Iraqi Oilfields Damaged by US Sanctions

Adding to Washington’s problem of repressing the irrepressible masses in Iraq and Afghanistan, the November 30 New York Times reported a no less serious problem that has arisen inside Iraq in a front-page article headlined, “Oil Experts See Long-Term Risk to Iraqi Underground Reserves.”

The opening sentence tells it like it is: “As the Bush administration spends hundreds of millions of dollars to repair the pipes and pumps above ground that carry Iraq’s oil, it has not addressed serious problems with Iraq’s underground oil reservoirs, which American and Iraqi experts say could severely limit the amount of oil those fields produce.”

It turns out that the strategists had not fully evaluated the damage done to the infrastructure of the oil extraction industry by nearly 12 years of U.S. bombings and sanctions limiting Iraq’s production of oil.
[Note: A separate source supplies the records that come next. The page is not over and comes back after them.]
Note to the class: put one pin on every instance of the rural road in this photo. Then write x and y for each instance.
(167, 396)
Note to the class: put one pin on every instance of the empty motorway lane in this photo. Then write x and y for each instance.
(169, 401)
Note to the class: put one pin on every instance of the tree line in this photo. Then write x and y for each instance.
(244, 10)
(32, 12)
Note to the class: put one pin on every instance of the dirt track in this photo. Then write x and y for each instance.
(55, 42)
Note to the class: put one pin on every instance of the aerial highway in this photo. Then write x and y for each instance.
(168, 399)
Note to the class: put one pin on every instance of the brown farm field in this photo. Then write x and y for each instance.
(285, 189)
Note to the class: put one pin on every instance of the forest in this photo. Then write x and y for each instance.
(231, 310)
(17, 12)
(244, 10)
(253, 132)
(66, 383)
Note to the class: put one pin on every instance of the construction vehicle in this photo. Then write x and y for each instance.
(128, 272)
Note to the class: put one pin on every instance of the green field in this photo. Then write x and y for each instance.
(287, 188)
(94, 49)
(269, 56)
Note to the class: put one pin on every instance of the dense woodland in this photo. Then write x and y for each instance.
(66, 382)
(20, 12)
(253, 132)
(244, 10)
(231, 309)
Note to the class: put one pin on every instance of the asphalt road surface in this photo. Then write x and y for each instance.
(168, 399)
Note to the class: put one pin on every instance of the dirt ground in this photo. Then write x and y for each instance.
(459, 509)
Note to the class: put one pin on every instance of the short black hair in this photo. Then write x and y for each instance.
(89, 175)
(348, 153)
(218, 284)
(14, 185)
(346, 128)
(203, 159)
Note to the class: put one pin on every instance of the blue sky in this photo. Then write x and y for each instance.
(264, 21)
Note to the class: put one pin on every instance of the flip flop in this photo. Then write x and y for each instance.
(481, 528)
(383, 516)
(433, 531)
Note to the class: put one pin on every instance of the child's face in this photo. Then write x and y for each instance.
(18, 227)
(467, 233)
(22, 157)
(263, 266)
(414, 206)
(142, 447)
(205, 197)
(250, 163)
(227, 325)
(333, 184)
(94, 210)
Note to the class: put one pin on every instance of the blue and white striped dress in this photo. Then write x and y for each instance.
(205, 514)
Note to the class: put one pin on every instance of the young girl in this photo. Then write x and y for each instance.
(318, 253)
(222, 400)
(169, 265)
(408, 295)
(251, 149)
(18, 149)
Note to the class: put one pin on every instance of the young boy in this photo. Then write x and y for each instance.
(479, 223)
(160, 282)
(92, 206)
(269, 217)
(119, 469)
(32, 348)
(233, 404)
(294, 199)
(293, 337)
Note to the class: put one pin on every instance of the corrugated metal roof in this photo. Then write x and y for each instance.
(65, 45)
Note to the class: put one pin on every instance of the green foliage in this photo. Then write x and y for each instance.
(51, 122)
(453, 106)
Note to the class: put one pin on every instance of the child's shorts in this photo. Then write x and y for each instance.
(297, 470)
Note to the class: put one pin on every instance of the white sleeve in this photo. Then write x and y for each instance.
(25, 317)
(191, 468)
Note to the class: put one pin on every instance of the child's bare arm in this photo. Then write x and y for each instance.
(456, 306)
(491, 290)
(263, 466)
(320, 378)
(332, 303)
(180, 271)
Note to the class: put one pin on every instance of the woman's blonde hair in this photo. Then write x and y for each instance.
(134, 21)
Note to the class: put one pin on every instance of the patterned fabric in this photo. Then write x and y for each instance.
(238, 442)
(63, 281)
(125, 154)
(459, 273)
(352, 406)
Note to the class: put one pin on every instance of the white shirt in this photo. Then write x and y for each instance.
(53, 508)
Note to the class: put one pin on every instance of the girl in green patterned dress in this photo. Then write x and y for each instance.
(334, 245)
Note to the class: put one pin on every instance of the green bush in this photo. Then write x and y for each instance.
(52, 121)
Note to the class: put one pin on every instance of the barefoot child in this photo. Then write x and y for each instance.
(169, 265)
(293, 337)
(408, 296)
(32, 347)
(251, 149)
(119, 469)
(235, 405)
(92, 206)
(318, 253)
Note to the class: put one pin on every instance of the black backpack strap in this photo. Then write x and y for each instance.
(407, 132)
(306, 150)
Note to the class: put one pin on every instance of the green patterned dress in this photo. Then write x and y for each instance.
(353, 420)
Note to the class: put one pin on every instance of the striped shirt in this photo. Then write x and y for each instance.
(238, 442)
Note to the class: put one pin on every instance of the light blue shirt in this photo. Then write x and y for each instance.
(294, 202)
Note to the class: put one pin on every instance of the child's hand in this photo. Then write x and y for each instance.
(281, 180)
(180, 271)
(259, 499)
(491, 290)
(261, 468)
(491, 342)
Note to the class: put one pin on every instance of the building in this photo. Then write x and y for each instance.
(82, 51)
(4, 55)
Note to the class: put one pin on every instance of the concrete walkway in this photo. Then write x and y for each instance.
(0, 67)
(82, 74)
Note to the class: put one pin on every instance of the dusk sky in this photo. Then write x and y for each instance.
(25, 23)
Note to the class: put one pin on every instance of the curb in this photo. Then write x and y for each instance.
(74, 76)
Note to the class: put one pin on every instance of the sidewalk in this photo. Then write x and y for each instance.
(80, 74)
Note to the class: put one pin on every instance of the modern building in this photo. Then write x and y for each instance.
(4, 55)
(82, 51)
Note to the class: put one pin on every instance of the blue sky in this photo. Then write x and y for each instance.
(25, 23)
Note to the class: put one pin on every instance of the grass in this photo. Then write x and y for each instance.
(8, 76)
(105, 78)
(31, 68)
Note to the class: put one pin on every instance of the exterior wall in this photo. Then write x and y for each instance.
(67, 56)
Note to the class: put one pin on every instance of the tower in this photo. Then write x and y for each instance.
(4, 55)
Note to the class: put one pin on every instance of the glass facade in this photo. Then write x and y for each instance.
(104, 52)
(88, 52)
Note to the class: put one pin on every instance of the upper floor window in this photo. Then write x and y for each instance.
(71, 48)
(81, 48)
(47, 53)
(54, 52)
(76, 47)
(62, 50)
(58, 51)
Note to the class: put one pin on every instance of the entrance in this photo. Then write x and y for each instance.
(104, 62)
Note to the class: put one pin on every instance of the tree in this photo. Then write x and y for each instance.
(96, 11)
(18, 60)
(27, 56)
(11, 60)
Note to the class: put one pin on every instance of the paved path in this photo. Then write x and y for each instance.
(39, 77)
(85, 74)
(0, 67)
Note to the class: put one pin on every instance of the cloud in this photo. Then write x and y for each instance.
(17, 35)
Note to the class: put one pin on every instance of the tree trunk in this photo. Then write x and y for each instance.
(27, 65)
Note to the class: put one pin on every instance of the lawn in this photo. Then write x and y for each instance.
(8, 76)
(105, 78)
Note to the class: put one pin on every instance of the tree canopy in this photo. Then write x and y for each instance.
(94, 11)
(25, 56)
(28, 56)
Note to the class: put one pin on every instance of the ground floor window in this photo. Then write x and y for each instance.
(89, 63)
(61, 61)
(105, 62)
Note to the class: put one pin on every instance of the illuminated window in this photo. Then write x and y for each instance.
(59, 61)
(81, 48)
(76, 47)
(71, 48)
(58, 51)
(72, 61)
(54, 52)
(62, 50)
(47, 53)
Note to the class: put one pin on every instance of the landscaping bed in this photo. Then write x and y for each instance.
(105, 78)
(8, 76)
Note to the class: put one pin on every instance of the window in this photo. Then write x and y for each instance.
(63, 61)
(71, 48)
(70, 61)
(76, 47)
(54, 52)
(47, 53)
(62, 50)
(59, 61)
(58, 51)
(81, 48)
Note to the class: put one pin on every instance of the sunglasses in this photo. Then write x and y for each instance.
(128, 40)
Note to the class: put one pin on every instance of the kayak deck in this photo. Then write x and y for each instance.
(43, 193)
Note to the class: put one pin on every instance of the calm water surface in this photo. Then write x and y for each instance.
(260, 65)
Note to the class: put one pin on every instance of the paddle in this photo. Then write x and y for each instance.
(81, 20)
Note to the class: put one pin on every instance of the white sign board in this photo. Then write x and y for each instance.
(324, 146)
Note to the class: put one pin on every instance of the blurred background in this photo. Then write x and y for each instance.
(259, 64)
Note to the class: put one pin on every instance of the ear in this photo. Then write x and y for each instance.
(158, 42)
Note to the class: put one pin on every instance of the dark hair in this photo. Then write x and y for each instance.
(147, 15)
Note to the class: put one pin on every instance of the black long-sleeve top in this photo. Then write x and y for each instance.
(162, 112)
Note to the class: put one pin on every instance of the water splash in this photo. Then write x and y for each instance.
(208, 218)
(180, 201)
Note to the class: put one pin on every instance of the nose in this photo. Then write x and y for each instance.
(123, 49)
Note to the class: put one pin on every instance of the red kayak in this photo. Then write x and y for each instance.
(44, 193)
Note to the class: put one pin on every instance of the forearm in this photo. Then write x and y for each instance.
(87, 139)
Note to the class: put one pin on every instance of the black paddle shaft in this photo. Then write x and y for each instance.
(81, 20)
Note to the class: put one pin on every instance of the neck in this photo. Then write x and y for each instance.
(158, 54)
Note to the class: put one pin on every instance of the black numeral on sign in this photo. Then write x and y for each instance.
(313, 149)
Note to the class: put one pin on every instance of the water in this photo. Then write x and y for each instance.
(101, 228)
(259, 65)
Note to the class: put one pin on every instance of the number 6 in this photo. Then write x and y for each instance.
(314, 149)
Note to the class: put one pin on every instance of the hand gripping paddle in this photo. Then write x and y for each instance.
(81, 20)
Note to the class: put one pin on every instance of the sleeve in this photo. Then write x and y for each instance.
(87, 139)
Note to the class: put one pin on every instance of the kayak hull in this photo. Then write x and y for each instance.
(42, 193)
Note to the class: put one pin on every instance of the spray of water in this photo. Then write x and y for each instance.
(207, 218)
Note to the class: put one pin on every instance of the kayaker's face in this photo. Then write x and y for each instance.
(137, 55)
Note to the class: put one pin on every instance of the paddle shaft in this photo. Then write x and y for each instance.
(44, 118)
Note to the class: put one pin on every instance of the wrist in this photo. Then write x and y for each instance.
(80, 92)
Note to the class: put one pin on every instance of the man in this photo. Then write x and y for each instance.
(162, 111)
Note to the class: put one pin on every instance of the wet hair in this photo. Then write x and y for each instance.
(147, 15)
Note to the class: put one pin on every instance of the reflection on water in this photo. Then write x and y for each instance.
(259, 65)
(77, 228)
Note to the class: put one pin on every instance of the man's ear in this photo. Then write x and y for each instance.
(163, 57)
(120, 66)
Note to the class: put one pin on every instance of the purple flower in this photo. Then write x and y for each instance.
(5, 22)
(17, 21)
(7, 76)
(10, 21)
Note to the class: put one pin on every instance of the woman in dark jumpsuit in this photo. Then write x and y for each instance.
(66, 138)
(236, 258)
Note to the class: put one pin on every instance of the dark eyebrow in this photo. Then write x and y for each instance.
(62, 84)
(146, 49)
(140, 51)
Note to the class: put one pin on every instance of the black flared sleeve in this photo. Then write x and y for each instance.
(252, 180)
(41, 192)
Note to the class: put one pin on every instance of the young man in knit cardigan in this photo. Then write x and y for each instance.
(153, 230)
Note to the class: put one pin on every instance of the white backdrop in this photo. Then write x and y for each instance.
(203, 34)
Barred from exporting enough oil due to U.S. sanctions, Iraq was unable to maintain the physical conditon of its oil reservoirs as well as its pumps, pipelines and other parts essential to the health of its oil extraction industry.
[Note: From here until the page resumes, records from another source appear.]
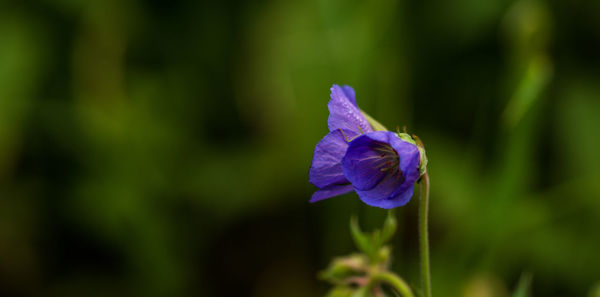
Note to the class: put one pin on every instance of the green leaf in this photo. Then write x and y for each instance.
(340, 291)
(362, 240)
(389, 227)
(523, 286)
(377, 126)
(344, 267)
(361, 292)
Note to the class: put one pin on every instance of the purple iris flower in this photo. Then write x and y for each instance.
(379, 165)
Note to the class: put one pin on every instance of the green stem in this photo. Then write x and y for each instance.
(394, 281)
(424, 236)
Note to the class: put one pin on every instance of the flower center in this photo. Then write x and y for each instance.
(388, 159)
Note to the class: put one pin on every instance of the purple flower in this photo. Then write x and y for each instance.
(379, 165)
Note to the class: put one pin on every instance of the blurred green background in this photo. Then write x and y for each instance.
(161, 148)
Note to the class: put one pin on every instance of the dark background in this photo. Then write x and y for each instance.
(161, 148)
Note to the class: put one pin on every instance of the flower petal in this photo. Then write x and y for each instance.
(326, 167)
(331, 191)
(366, 157)
(409, 163)
(343, 112)
(373, 197)
(391, 189)
(349, 92)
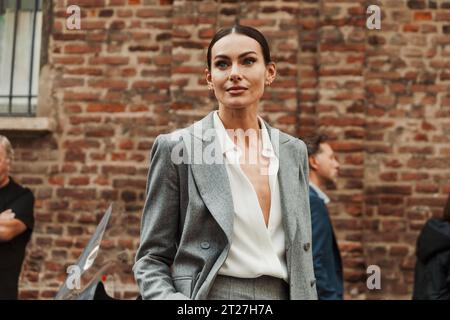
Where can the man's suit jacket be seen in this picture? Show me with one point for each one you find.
(326, 255)
(187, 221)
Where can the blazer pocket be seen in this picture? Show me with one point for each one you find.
(183, 285)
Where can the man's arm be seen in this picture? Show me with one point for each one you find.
(321, 248)
(11, 228)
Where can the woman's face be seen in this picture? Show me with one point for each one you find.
(238, 72)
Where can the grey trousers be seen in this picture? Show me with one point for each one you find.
(262, 288)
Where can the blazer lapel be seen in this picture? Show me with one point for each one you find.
(287, 172)
(214, 186)
(212, 178)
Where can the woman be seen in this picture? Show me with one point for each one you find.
(432, 274)
(236, 227)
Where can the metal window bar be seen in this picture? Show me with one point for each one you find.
(20, 5)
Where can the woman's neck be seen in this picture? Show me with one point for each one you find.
(4, 182)
(245, 118)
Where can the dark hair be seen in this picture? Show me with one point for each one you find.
(313, 143)
(245, 30)
(446, 216)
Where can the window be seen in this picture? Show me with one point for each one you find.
(20, 44)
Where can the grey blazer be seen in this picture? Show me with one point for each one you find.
(187, 221)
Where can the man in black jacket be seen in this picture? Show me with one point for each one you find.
(16, 224)
(432, 274)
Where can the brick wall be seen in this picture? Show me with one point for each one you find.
(136, 70)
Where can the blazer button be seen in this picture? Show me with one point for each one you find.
(204, 245)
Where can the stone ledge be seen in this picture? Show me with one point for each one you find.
(27, 125)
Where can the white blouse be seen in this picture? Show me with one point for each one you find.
(256, 250)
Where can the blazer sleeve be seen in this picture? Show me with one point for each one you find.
(321, 249)
(159, 226)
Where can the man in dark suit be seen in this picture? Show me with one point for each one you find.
(323, 169)
(16, 224)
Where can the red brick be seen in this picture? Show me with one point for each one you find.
(105, 107)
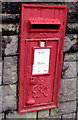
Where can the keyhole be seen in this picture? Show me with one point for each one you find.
(32, 78)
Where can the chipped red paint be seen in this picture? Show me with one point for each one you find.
(40, 23)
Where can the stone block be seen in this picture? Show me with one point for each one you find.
(10, 70)
(4, 4)
(69, 70)
(10, 29)
(68, 44)
(10, 45)
(72, 11)
(9, 97)
(70, 57)
(1, 99)
(64, 108)
(71, 115)
(72, 28)
(0, 72)
(15, 114)
(43, 113)
(68, 90)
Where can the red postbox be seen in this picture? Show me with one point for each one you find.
(42, 32)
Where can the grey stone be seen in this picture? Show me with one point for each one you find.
(0, 72)
(72, 28)
(67, 44)
(70, 57)
(68, 90)
(1, 99)
(69, 70)
(1, 116)
(72, 11)
(43, 114)
(9, 98)
(15, 114)
(9, 45)
(10, 70)
(71, 115)
(12, 47)
(64, 108)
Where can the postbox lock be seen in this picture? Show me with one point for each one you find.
(31, 101)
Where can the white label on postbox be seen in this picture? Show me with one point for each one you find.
(41, 61)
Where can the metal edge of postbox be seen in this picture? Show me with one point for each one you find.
(21, 108)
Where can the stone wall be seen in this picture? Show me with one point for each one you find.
(9, 66)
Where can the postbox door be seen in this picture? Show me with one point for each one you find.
(40, 71)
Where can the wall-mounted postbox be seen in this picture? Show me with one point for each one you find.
(42, 32)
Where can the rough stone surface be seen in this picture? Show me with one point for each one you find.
(70, 57)
(10, 70)
(9, 45)
(68, 90)
(12, 47)
(43, 114)
(10, 29)
(0, 98)
(0, 72)
(72, 28)
(67, 44)
(69, 70)
(9, 97)
(72, 11)
(22, 115)
(71, 115)
(64, 108)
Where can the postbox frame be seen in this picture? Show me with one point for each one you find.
(22, 50)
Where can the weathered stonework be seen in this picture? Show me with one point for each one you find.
(69, 70)
(15, 114)
(68, 90)
(10, 29)
(10, 70)
(64, 108)
(71, 115)
(9, 97)
(1, 116)
(70, 57)
(67, 44)
(43, 114)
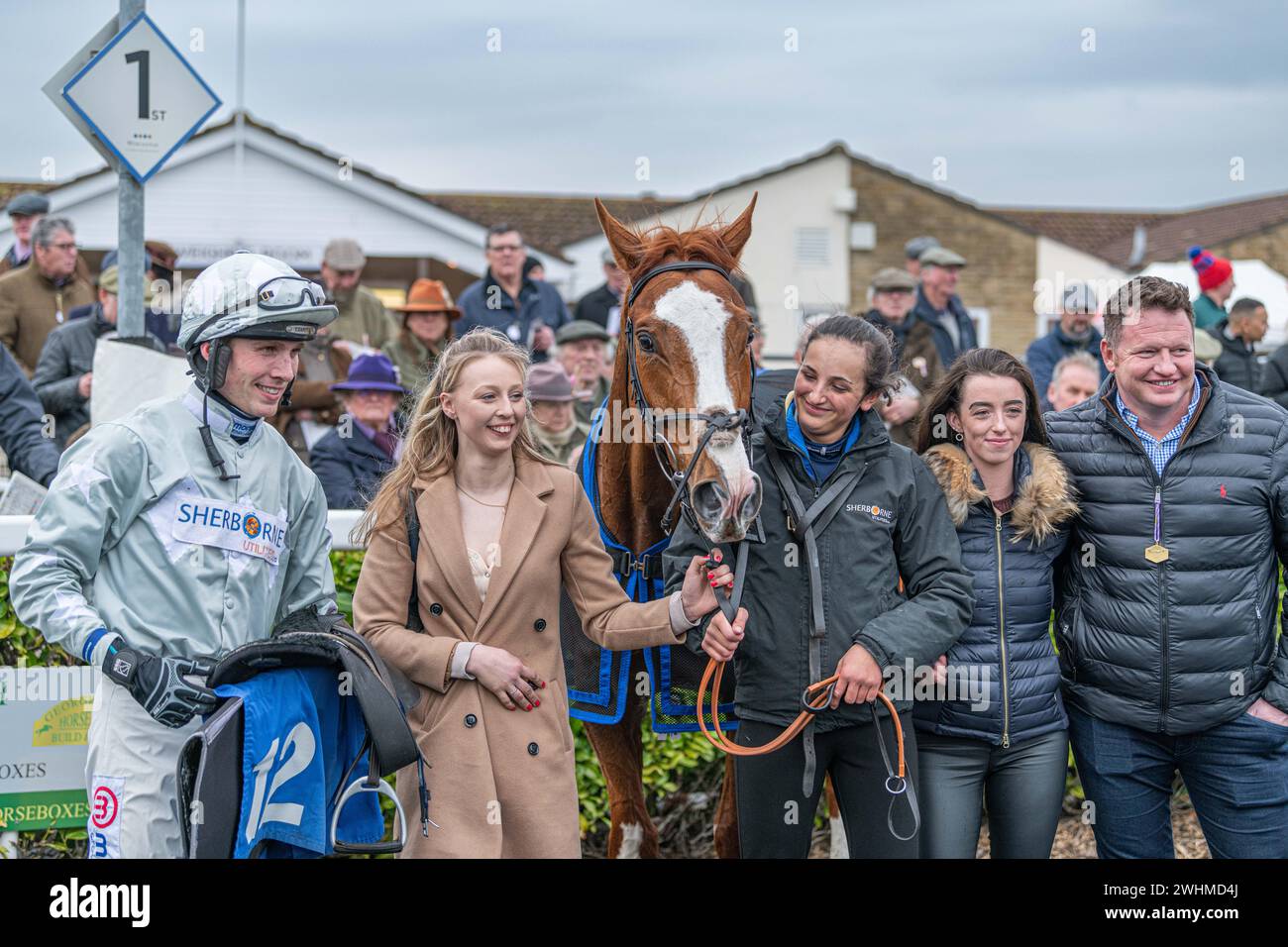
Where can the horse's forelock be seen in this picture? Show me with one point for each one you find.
(666, 244)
According to the Times report, maintaining the health of the oil reservoirs turns out to be a far more complicated enterprise than might appear to the layperson. Consequently, the industry suffers from various maladies resulting from the 12 years of sanctions. The following extract from this report tells us much more than the author may have intended, however, regarding the antisocial nature of the capitalist mode of production and the irrational character of American imperialism’s foreign policy:

“We didn’t want to give fuel to the fire of debate that was saying the U.S. was just doing this to steal the oil,” an administration official said. Task force participants said there was another potential political factor. The group had secretly decided without soliciting bids, that the contract for fixing Iraq’s oil infrastructure would go to Kellogg, Brown & Root, a unit of Halliburton, which had an existing Pentagon contract related to war planning. Halliburton was previously run by Vice President Dick Cheney.

“Everyone realized the selection of K.B.R. was going to look bad,” said one task force member.

Now, like the greedy farmer who killed the goose that laid golden eggs, the capitalist oil entrepreneurs are realizing that it will be a very costly process—costly in lives and gold—to get any more golden eggs from this particular goose.